Gross and fine motor for babies: Since my program reaches children 0 – 5 I didn’t want to leave the babies out! I taped bubble wrap to the wall for the little ones to lie on the floor and kick (gross motor!). I also put scarves in old kleenex boxes for the babies to grip and pull out (fine motor!). I had several parents comment that the would be recreating the kleenex box activity at home!

Take-homes: 

Books: Babies got a board book copy of Head, Shoulders Knees and Toes by Kubler. Toddlers took home the same title, but Mike Wohnoutka’s paperback version. The preschoolers got Thomas’s Is Everyone Ready for Fun? We purchased the board books from All About Books, and the other two through Scholastic’s Literacy Partners.

Activities: Babies and Toddlers got one of these sensory balls to use with movement. Preschoolers got the ingredients to make “animal action dice”: two wooden blocks and six farm animal stickers. I instructed parents to help their children put the stickers on one of the blocks and then write action words like “jump”, “skip”, etc. on the other. They were to roll the dice and do the action like the animal.

Here is the handout I included for parents which includes more information on each of these.

I hope some of this is useful! I will be posting additional months’ plans asap!

2 Responses to “Stories and More: Movement and Motor Skills”

  1. missmaryliberry December 19, 2016 at 7:17 pm #

    Hi Allison! I’ve been working in early literacy for a while so some of this I just KNOW, from experience. But as far as choosing topics, I start with thinking about the 5 practices – READ, TALK, SING, WRITE, and PLAY and try and focus on one of those a month. Early literacy “reminders” (I like calling them this rather than tips, as if you’re just giving they parents a reminder but they already KNOW these things are important) can be found in a lot of places. Saroj is great, and you can find more at CLEL and Storytime Underground’s Fast Facts. I wrote a blog post about how I present early literacy information as part of a blog hop and all the posts on the topic were compiled here. HOW you present the information is sometimes just as important as WHAT you say. I would also suggest learning as much as you can about baby brain development – books like Bright from the Start and Brain Rules for Baby are useful, and websites like Zero to Three are invaluable.
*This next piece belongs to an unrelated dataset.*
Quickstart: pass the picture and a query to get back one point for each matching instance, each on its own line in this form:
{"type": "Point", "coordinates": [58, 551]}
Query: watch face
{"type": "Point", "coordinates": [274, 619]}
I find the WHY we do things (because of the development it supports) really resonates with me and I can better communicate that to parents. As far as incorporating early litearcy activities into storytime – well, you’re doing it! Reading stories, singing, fingerplays, movement, flannelboards – that all supports early literacy learning. As does having fun! Keep up the awesome work!

  2. Allison Murphy December 19, 2016 at 4:09 pm #

    Hi,
    I love the idea of incorporating early literacy messages and practices into our storytime sessions! I’ve been trying to do this and am curious to know how you choose your topics and find the information you’ll say. I’ve been relying on Saroj Ghotig’s talking points, but I’d love know more about your process. Thanks in advance for all your help!